New Derivatives of N- Hydroxybutanamide: Preparation, MMP Inhibition, Cytotoxicity, and Antitumor Activity

Anastasia Balakina  1 Svyatoslav Gadomsky  1 Tatyana Kokovina  1   2 Tatyana Sashenkova  1 Denis Mishchenko  1   2   3 Alexei Terentiev  1   2   3
Affiliations

New Derivatives of N- Hydroxybutanamide: Preparation, MMP Inhibition, Cytotoxicity, and Antitumor Activity

Anastasia Balakina et al. Int J Mol Sci. .

Abstract

Using a novel method of N-substituted succinimide ring opening, new N-hydroxybutanamide derivatives were synthesized. These compounds were evaluated for their ability to inhibit matrix metalloproteinases (MMPs) and their cytotoxicity. The iodoaniline derivative of N1-hydroxy-N4-phenylbutanediamide showed the inhibition of MMP-2, MMP-9, and MMP-14 with an IC50 of 1-1.5 μM. All the compounds exhibited low toxicity towards carcinoma cell lines HeLa and HepG2. The iodoaniline derivative was also slightly toxic to glioma cell lines A-172 and U-251 MG. Non-cancerous FetMSC and Vero cells were found to be the least sensitive to all the compounds. In vivo studies demonstrated that the iodoaniline derivative of N1-hydroxy-N4-phenylbutanediamide had low acute toxicity. In a mouse model of B16 melanoma, this compound showed both antitumor and antimetastatic effects, with a 61.5% inhibition of tumor growth and an 88.6% inhibition of metastasis. Our findings suggest that the iodoaniline derivative of N1-hydroxy-N4-phenylbutanediamide has potential as a lead structure for the development of new MMP inhibitors.
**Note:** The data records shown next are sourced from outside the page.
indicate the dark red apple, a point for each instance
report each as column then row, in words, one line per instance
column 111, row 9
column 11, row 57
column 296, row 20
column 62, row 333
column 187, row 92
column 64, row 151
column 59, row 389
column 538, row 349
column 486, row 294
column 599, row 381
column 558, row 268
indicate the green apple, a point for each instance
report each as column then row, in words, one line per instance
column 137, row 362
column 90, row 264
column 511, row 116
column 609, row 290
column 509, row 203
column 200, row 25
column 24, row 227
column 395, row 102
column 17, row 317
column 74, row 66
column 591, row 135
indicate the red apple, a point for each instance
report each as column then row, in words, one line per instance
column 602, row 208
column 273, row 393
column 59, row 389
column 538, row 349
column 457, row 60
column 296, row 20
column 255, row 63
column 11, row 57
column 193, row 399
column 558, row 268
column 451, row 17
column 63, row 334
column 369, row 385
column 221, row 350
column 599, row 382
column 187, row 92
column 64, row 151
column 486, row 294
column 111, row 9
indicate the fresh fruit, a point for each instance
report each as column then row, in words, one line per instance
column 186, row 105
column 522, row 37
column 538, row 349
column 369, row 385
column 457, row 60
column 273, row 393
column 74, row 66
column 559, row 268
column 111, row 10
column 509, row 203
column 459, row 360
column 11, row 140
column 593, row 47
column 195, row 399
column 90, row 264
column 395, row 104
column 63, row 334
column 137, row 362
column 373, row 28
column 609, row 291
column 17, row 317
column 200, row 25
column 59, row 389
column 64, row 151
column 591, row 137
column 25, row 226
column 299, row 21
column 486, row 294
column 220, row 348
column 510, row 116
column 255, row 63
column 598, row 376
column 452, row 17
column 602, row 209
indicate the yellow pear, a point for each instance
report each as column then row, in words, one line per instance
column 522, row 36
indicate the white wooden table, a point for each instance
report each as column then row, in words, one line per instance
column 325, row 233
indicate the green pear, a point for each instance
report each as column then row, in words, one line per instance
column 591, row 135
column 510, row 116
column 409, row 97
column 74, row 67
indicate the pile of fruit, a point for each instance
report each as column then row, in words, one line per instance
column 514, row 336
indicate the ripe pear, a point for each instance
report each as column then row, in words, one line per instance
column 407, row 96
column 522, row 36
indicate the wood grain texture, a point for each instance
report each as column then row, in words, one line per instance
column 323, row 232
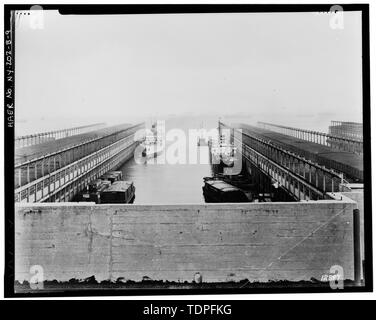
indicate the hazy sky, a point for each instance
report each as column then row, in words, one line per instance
column 114, row 66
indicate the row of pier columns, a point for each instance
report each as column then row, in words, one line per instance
column 34, row 139
column 325, row 139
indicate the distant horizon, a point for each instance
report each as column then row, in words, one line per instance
column 286, row 68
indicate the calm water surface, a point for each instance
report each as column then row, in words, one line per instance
column 170, row 183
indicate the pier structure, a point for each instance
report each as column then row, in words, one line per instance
column 288, row 164
column 37, row 138
column 338, row 137
column 56, row 172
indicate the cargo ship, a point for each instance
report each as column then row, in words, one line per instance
column 153, row 146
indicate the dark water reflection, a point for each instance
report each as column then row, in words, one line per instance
column 170, row 183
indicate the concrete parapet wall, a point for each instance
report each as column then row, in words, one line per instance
column 223, row 242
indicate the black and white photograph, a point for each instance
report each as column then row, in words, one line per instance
column 187, row 149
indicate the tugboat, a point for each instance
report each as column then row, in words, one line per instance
column 152, row 146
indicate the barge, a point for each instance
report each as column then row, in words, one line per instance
column 216, row 190
column 119, row 192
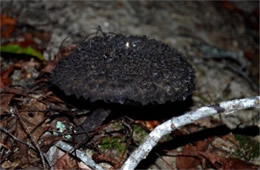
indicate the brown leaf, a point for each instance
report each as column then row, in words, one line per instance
column 7, row 25
column 227, row 163
column 189, row 156
column 5, row 103
column 66, row 162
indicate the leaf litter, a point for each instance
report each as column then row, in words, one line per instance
column 30, row 110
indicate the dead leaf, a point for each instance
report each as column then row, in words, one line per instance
column 227, row 163
column 7, row 25
column 66, row 162
column 189, row 158
column 5, row 103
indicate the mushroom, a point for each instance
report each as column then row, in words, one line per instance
column 123, row 69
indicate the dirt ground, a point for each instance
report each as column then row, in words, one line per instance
column 219, row 39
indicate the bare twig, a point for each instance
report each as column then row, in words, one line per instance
column 17, row 139
column 81, row 155
column 167, row 127
column 42, row 155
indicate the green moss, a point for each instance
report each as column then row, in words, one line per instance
column 117, row 144
column 249, row 149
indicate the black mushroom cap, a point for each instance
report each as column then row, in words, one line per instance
column 123, row 69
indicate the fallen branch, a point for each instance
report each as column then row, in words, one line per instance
column 176, row 122
column 79, row 154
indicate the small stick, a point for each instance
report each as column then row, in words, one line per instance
column 167, row 127
column 81, row 155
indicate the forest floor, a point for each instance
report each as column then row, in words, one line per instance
column 219, row 39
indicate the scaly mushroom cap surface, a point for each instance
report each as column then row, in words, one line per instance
column 117, row 68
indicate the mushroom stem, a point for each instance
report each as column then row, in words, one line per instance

Our new synthetic approach can be a cost-effective method for the synthesis of inhibitors of metalloenzymes with promising antitumor potential.

Keywords: N-hydroxybutanamides; N-substituted succinimide ring opening method; acute toxicity; antimetastatic activity; antitumor activity; cytotoxicity; hydroxamic acids; matrix metalloproteinases.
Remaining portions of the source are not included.